Come si è visto, parlare di “vedere chiaro” nel senso di prevedere in senso stretto, al pari di un’operazione matematica, non è realizzabile in un ragionamento che si sviluppa in una realtà in continuo divenire, dai contenuti incerti e dai predicati vaghi. Questo, tuttavia, non significa affermare che il giudice nel prendere le decisioni proceda attraverso operazioni arbitrarie e discrezionali. In un’ottica argomentativa del diritto, la prevedibilità ex ante delle decisioni giudiziali, lungi dall’implicare il conoscere a priori il contenuto di una sentenza, consiste nella garanzia che questa si realizzi sulla base di un ragionamento condotto all’interno di un sistema giuridico, nel quale operano procedure argomentative razionalmente fondate, retto dalla logica informale.

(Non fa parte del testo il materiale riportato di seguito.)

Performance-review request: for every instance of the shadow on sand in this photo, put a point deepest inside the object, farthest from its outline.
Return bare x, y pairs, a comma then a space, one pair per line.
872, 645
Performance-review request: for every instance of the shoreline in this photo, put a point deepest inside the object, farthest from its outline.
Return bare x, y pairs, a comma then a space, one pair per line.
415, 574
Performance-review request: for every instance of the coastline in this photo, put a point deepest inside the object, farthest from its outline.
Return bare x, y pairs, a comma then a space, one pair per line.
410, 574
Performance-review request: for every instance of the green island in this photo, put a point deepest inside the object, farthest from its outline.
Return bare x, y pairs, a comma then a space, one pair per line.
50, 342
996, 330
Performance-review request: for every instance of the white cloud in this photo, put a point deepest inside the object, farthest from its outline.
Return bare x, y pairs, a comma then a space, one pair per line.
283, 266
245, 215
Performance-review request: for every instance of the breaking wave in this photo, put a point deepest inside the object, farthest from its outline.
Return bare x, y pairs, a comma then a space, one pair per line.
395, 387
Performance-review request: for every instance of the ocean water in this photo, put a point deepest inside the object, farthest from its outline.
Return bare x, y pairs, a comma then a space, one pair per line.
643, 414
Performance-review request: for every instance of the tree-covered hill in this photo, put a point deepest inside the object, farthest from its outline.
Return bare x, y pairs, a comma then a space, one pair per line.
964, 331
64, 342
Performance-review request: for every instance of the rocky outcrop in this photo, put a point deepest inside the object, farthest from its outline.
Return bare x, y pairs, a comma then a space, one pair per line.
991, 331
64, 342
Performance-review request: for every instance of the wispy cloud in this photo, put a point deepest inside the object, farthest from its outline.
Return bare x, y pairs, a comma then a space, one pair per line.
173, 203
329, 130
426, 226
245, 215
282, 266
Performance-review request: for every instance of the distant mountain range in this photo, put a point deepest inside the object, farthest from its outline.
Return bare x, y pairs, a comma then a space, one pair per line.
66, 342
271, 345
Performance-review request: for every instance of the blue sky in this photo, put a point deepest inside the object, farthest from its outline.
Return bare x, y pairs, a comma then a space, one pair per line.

Questa possibilità è garantita dal concetto di controllabilità delle decisioni, che deve essere affiancato a quello di prevedibilità, attraverso il quale è possibile valutare la conformità delle scelte del giudice, non solo rispetto ai parametri giuridici, ma anche in relazione al caso concreto. Come abbiamo visto infatti, la logica argomentativa valuta, oltre alla validità di un argomento, la sua correttezza in relazione al mondo di riferimento. Una decisione giudiziale potrà essere, dunque, considerata corretta se il giudice, nel ragionamento contenuto nelle motivazioni della sentenza, avrà seguito le regole della cosiddetta “deduzione naturale”[85]; sarà partito da premesse vere, ovvero corrispondenti alla ricostruzione dei fatti; se tali premesse e la conclusione sono collegate concettualmente e semanticamente tra di loro, se sono feconde e hanno forza logica[86].

Lo stesso Carnelutti, pur non esplicitando il concetto di controllabilità, include nella nozione di certezza non solo il “veder prima”, ma anche il “veder dopo”[87], affermando che è nel giudizio che si realizza “il dopo di un prima”: “per essere certi bisogna giudicare[88]”.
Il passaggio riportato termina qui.